We found seven randomised trials [17
], six performed in India by the same researcher [18
], and one [17
] performed in the United Arab Emirates (supplementary material
). Two of the studies involved superficial burns [19
], three partial thickness burns [20
], one moderate to severe burns that included full thickness injury [18
], and one infected postoperative wounds [17
]. All the controls were active comparisons, though these included potato peelings [20
] and amniotic membrane [21
] as well as conventional treatments. The main outcomes were the effects of honey and controls on healing time and infection rate, though antibiotic use and hospital stay were also noted in some studies.

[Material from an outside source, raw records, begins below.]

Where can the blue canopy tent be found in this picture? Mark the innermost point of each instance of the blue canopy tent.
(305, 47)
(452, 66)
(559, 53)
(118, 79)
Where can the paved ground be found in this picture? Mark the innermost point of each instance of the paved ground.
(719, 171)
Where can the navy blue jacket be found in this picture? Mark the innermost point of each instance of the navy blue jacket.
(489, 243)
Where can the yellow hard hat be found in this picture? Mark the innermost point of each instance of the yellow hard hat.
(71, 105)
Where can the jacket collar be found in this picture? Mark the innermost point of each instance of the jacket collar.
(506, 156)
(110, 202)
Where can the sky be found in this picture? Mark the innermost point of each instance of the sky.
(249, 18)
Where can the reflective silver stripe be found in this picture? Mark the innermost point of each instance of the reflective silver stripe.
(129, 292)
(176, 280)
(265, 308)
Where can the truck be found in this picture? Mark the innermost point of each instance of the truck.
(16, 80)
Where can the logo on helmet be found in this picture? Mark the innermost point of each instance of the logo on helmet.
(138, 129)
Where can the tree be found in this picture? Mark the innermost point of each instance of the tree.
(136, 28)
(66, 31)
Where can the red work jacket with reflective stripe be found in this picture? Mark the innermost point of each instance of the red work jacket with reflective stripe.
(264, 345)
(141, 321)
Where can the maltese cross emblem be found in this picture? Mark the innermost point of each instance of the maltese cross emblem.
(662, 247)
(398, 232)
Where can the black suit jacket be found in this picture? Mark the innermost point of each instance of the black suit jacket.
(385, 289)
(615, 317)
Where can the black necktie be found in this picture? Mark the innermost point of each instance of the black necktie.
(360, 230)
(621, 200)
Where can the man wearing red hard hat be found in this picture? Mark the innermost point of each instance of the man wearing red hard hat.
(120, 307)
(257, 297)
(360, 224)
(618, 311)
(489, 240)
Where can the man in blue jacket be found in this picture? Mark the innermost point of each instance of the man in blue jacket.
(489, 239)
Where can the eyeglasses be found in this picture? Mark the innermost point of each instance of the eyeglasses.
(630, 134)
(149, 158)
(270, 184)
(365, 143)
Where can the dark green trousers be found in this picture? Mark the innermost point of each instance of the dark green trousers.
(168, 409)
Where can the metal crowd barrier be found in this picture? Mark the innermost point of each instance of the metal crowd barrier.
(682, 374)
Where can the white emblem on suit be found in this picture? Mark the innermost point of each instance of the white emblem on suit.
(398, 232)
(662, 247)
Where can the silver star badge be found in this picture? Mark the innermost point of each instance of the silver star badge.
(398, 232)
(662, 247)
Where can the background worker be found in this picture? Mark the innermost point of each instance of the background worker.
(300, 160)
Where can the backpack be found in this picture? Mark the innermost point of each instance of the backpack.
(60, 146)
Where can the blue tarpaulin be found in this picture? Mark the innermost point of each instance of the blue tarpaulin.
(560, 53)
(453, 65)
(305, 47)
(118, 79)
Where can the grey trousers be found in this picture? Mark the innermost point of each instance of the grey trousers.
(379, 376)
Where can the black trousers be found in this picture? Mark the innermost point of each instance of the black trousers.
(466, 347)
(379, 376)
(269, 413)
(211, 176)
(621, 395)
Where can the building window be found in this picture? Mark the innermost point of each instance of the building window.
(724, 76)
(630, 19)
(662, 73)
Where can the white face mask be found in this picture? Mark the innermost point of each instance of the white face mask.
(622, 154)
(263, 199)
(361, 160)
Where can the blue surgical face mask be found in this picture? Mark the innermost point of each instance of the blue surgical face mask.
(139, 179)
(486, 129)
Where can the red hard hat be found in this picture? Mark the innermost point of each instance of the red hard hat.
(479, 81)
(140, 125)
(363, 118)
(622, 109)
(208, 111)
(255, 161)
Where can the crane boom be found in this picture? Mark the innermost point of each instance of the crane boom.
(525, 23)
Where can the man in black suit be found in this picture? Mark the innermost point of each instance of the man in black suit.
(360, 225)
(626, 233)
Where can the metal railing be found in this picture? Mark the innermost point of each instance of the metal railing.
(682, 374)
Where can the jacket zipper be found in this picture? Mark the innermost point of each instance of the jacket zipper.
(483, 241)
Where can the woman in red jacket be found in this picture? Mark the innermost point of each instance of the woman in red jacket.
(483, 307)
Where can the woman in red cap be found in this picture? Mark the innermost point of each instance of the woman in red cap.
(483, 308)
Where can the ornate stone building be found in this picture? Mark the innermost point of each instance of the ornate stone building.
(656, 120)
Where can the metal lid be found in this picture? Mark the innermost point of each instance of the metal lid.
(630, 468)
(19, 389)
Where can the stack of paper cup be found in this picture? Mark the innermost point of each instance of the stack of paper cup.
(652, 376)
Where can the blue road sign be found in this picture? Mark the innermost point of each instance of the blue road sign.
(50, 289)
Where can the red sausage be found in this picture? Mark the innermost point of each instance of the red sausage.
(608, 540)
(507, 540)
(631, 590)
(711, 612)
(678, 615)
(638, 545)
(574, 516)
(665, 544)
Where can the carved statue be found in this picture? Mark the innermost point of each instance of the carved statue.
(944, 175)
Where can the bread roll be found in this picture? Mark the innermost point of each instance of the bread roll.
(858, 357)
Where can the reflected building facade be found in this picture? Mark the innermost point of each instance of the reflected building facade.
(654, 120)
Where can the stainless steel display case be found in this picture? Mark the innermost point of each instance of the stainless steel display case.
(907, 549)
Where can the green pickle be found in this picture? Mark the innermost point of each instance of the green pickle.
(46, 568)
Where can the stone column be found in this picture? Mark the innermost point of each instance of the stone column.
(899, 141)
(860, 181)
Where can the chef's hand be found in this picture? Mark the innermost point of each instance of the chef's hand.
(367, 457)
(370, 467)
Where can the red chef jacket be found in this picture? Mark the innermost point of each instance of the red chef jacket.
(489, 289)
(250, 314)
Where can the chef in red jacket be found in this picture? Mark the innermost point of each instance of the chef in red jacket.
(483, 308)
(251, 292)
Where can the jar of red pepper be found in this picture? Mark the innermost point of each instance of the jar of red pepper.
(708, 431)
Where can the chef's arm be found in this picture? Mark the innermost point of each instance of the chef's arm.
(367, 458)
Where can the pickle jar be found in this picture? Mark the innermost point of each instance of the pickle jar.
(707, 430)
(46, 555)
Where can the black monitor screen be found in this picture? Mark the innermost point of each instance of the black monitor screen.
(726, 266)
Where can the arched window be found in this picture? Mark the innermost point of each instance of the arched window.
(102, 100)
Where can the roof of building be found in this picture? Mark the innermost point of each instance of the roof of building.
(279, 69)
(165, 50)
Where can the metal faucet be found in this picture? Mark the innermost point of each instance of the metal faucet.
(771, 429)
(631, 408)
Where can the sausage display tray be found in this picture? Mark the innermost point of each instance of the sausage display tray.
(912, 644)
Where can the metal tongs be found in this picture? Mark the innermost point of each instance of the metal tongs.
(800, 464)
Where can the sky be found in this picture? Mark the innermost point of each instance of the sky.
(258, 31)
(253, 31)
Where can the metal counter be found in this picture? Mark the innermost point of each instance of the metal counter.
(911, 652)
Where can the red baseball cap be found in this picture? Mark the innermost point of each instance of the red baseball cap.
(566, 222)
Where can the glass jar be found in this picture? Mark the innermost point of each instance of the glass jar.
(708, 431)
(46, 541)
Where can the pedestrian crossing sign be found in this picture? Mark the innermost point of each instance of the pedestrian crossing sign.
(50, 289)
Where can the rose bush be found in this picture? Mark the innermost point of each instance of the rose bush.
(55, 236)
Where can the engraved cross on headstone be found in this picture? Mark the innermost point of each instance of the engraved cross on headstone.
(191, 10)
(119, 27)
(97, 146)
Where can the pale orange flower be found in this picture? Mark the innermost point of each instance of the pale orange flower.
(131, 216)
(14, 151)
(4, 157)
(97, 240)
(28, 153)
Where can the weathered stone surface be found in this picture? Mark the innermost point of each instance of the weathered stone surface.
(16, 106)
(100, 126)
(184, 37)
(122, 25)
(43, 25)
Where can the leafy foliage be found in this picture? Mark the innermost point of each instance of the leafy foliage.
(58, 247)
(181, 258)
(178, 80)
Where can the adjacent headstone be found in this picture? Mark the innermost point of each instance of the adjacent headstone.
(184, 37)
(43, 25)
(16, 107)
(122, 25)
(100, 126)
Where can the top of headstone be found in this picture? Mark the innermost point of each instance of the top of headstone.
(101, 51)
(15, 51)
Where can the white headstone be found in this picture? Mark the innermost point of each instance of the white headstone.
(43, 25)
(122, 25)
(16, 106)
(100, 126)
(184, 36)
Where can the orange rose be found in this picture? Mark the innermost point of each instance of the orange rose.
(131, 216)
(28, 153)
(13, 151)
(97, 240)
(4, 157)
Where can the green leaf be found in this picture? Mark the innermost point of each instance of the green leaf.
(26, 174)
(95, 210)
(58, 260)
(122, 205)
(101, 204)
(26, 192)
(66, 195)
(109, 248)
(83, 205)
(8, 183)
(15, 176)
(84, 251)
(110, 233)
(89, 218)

None of the studies was blinded and only one designated a primary outcome [23
]. The quality score for each trial was 1 out of a possible range of 1-5, and validity scores ranged between 5 and 10 out of range of 0 to 16. Of the seven studies, six were deemed positive by the original authors and by authors of this review. One [18
] was negative, where tangential excision was statistically better than honey. Because the quality score was 1 in all trials, sensitivity analysis was not possible. Five studies had a mean OPVS score of 8 or less, and four were positive. Both studies with validity scores above 8 were positive.
The single study in infected postoperative wounds compared honey with antiseptics in addition to systemic antibiotics after culture and sensitivity [17
]. For all outcomes honey was significantly better, with much shorter times for healing, eradication of infection, use of antibiotics and hospital stay (supplementary material). The proportion of wounds healed without dehiscence or resuturing was 22/26 (85%) for honey compared with 12/24 (50%) with antiseptic. The number needed to treat with honey for good wound healing compared with antiseptic was 2.9 (1.7 to 9.7).
The single study of moderate or severe burns [18
] compared honey with tangential excision. For all outcomes tangential excision followed by grafting by six days post burn was significantly better than initial honey treatment followed by grafting where necessary. Half of all the patients had full thickness burns, and half of those treated with honey eventually needed skin grafts.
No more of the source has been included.